We have a full-face bow from sieza (Kneeling position). You start off by going down on your right knee followed by your left. Your feet are placed flat down on the ground and your left big toe rests on the right one. When we bow your line of sight should be at a 30 degree angle approximately, and your fist should be one fist’s width away from your knees. Your first two knuckles should be touching the ground.

The samurai used this type of bowing years ago. Today we use it in the beginning and end of our classes to show respect and to prepare ourselves for the intense training that lies ahead of us.

Another type of bowing we use starts from Heiko Dachi (Open Parallel Stance/Ready Stance). All you do is give aloud Osu (I understand/Term of respect and acknowledgement to others/perseverance under pressure) and at the same time bow your head and upper body so that your line of sight is at a 30 degree angle approximately. Remember that the block start from your shoulders.

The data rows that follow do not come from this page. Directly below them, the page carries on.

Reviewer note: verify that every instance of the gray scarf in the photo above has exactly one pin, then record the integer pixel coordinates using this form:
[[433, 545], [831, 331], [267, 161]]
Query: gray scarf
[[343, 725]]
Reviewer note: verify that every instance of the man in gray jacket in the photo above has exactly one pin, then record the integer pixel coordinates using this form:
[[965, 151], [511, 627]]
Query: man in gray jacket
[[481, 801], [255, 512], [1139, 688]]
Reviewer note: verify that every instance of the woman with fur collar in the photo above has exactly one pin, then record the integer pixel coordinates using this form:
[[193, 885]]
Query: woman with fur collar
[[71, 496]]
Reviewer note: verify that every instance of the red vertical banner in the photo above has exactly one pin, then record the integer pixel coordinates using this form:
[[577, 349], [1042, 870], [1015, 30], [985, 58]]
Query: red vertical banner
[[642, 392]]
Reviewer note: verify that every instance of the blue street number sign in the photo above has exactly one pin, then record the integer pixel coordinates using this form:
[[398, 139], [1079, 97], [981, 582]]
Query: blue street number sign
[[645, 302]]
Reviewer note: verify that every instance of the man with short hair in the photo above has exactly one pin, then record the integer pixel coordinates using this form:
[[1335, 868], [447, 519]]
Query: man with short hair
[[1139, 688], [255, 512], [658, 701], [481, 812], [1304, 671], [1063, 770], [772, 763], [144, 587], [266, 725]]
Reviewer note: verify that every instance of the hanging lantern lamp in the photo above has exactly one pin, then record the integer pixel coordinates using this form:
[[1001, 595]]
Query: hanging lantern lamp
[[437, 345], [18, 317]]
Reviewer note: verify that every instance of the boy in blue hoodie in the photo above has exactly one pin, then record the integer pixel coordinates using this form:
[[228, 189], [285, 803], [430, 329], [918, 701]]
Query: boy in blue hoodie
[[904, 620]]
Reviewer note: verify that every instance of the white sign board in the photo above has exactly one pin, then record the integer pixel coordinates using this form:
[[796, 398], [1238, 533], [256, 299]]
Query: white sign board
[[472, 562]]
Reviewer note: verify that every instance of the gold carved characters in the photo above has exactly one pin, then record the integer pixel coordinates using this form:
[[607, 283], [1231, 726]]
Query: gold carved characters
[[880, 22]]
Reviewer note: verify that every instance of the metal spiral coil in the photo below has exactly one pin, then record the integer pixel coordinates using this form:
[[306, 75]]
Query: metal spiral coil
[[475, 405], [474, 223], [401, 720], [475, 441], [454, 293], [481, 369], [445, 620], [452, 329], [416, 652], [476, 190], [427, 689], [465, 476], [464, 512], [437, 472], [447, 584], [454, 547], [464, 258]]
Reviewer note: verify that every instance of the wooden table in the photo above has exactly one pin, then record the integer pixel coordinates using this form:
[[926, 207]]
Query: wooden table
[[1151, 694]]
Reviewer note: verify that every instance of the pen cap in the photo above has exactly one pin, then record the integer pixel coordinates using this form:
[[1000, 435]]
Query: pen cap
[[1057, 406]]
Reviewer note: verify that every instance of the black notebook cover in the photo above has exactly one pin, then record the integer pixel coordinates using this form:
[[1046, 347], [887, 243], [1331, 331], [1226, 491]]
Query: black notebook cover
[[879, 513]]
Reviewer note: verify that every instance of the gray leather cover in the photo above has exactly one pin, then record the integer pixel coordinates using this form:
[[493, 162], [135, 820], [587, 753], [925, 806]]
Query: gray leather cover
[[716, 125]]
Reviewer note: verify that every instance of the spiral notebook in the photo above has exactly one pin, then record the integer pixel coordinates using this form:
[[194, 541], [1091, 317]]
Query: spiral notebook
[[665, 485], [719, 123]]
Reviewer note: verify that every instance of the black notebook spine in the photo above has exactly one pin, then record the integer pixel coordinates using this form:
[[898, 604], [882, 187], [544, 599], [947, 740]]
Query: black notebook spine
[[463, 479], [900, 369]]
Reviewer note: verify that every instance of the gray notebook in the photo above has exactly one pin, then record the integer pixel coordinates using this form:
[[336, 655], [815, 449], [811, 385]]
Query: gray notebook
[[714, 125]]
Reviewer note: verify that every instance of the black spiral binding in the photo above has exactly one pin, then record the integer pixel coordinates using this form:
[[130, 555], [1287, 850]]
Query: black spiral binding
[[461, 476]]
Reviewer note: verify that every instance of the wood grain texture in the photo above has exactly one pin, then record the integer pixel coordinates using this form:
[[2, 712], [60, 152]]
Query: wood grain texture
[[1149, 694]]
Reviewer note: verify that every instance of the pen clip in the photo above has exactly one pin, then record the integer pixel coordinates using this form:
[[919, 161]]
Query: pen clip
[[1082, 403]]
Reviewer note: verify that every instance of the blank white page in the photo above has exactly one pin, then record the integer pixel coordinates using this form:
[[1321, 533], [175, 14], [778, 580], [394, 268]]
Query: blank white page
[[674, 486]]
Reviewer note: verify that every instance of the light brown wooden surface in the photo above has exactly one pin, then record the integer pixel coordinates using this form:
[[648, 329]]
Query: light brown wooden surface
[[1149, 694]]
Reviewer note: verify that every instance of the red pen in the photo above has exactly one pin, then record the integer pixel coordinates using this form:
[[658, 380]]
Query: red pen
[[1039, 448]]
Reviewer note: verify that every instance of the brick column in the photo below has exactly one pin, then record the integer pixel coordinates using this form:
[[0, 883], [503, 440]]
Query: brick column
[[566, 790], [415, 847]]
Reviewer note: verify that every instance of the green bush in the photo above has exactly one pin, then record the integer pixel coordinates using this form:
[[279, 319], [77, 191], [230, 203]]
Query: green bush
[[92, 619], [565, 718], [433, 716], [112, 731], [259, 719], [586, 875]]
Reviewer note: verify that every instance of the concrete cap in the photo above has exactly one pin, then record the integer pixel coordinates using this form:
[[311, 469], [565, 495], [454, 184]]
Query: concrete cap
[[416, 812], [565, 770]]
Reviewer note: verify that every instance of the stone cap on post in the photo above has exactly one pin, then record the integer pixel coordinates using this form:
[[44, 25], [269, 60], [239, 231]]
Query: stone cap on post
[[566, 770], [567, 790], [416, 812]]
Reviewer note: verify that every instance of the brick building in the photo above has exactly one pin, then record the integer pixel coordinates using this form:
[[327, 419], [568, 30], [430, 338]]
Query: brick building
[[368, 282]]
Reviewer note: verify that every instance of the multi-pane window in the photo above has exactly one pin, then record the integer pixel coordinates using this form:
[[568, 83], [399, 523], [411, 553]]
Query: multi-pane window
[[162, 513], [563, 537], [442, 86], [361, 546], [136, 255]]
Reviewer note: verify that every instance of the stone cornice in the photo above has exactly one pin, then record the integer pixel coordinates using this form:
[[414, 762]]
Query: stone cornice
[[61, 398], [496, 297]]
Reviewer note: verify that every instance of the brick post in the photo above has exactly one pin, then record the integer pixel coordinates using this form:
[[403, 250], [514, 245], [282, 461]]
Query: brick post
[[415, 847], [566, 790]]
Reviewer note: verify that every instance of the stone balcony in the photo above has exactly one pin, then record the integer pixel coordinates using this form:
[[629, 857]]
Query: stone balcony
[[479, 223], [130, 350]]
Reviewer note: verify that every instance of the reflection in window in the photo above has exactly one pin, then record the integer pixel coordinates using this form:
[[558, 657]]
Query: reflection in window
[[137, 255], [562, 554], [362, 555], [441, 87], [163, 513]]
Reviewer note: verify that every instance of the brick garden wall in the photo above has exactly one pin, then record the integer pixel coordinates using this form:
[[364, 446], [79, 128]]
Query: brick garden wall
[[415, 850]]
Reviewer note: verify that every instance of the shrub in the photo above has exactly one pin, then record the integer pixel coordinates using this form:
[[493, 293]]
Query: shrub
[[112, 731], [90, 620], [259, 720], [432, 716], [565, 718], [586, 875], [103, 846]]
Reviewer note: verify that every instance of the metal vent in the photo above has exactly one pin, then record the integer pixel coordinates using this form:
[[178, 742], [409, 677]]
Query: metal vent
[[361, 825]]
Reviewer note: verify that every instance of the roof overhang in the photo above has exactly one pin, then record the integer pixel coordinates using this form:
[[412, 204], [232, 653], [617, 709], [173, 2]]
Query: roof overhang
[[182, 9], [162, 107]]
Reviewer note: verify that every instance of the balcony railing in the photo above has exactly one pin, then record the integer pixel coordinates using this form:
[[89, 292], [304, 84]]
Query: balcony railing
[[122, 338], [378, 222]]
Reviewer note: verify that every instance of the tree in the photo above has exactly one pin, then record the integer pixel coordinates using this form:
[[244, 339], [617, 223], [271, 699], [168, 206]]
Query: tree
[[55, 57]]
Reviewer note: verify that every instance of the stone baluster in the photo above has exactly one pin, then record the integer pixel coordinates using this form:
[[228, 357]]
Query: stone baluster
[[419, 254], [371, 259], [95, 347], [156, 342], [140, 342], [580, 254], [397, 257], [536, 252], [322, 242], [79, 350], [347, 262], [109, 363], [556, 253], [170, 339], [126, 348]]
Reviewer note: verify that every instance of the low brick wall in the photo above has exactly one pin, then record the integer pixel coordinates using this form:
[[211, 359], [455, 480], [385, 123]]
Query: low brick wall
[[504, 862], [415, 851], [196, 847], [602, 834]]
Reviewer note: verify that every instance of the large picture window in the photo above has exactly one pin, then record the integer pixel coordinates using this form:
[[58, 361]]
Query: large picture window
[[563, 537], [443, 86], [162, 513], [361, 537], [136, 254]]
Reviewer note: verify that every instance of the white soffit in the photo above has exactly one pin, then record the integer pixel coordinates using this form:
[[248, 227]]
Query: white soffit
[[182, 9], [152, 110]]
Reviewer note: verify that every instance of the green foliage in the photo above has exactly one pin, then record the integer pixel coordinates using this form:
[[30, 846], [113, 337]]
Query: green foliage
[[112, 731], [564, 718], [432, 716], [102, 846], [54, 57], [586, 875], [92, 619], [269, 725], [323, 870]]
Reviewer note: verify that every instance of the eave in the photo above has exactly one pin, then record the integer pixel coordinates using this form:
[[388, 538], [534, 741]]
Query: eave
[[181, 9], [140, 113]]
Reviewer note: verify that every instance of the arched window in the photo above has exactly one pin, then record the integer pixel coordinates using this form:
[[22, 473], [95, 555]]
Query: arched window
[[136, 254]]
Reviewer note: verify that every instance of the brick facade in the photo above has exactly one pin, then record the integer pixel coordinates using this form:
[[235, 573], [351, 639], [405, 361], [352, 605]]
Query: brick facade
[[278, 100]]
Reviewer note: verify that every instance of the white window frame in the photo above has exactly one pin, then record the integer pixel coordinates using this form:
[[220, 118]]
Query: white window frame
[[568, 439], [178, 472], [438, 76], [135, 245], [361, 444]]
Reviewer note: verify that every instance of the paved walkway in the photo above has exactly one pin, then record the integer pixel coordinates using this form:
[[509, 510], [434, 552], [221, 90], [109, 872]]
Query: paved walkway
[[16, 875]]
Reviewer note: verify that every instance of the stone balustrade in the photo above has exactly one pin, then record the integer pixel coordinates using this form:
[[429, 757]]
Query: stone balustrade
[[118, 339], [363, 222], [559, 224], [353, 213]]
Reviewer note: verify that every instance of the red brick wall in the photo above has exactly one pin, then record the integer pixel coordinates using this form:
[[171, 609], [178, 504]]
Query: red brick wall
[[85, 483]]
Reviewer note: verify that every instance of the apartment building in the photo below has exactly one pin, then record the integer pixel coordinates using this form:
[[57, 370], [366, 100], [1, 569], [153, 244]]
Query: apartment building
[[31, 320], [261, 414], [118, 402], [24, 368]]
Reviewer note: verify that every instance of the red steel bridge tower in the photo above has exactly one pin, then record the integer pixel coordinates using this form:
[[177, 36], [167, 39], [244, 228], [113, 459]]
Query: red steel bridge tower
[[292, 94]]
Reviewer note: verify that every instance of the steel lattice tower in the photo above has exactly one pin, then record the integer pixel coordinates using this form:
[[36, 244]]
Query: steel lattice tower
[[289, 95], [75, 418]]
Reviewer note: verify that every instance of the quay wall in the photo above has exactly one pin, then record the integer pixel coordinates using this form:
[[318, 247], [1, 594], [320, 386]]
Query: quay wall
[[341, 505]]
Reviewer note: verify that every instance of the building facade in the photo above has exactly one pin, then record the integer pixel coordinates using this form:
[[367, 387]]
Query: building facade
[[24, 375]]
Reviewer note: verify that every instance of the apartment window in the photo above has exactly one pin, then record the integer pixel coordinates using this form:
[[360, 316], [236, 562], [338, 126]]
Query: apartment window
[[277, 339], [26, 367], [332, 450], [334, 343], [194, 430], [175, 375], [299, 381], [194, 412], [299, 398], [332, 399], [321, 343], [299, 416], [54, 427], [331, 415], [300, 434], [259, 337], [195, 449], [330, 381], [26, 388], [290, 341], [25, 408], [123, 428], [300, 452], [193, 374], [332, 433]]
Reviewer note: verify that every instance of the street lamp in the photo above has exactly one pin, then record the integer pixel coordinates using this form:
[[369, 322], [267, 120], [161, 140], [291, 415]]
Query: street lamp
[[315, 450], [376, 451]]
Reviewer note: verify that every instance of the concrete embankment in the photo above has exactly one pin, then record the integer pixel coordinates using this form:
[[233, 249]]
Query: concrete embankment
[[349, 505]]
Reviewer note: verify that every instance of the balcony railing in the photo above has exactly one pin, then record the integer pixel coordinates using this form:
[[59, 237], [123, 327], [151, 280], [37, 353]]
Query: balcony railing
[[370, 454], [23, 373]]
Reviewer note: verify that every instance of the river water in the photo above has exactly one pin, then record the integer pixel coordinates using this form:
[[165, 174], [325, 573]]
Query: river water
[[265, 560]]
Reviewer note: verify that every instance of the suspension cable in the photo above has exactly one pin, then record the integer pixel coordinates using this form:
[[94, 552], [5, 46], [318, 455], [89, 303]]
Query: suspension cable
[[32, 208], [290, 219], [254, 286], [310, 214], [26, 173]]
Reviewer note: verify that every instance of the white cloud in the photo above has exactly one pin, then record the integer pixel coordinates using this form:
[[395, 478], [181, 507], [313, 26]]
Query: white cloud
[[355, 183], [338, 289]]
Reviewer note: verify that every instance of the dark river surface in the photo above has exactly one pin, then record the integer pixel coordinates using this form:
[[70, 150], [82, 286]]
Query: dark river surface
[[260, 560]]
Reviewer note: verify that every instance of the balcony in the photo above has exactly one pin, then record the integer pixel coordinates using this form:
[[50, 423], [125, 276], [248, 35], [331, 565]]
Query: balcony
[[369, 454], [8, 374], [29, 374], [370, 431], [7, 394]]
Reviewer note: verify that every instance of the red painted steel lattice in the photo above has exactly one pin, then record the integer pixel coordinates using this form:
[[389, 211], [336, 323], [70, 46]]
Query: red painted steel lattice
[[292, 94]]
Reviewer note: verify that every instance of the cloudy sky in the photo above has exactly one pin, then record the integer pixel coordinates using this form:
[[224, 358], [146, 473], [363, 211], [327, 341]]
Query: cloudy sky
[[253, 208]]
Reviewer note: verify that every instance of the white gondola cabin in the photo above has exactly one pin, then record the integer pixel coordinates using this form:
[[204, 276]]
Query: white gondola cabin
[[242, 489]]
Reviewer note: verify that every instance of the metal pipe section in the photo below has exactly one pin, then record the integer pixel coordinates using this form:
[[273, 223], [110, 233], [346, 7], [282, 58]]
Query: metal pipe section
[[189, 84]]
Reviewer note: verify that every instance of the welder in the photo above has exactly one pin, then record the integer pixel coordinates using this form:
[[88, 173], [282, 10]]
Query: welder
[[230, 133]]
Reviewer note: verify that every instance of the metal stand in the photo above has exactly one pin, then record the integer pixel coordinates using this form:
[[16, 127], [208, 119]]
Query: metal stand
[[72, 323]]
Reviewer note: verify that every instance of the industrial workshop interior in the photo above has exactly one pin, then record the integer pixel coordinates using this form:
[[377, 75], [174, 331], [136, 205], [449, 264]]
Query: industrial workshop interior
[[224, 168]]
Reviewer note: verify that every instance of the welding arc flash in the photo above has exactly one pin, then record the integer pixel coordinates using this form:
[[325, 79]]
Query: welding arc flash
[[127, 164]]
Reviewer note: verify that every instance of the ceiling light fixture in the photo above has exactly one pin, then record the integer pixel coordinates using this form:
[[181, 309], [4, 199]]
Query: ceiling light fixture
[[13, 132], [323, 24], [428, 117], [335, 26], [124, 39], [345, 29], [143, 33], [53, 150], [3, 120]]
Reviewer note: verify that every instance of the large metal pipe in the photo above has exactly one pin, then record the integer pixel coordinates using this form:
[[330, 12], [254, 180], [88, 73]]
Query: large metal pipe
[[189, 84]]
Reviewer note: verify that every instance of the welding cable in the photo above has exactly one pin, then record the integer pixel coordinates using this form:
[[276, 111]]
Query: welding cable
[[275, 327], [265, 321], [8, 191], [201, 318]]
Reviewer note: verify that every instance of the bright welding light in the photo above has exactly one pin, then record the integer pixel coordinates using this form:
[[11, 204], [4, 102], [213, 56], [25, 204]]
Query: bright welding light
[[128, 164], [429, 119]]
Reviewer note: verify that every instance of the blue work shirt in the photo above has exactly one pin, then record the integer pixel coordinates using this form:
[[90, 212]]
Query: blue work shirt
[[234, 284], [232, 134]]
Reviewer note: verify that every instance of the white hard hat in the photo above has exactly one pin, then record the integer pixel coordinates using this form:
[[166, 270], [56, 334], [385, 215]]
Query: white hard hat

This form of bowing is used to show respect to your instructors and fellow karate-ka and when entering and leaving the class or dojo.

Tying Your Belt: Method 1

  • The tying of your belt (sash) is an essential part of karate, so here are a few easy steps to help you in tying your belt.
  • First fold your belt in half so as to find the middle point.
  • Once you have found the middle point place it just below your navel, holding an end in each of your hands.
  • Now wind the belt around your body so that the two ends are now in the front.
  • Try to make the two ends equal in length.
  • This is where it starts to get a little tricky, so try to keep your head.
  • The end you are holding in your right hand must now be lined up with the part already raped around your waist.
  • While you hold it there take the other end and weave it under both straps so that it looks like the first step in tying a knot.
  • Now take it and weave it over then remaining end (the same as the final step in tying a knot).
  • Now pull the two ends away from each other and Hey Presto your belt is tied.

Tying Your Belt: Method 2

  • Take any point on your belt (sash) and hold it against the right side of your body.
  • Now take the rest of your belt and wind it round your body twice so that two layers of belt are formed.
  • Both ends should also be in front so try and make them equal in length.
  • Then take the piece in your left hand and weave it under the two layers.
  • Then take the piece in your left hand and weave it under the two layers.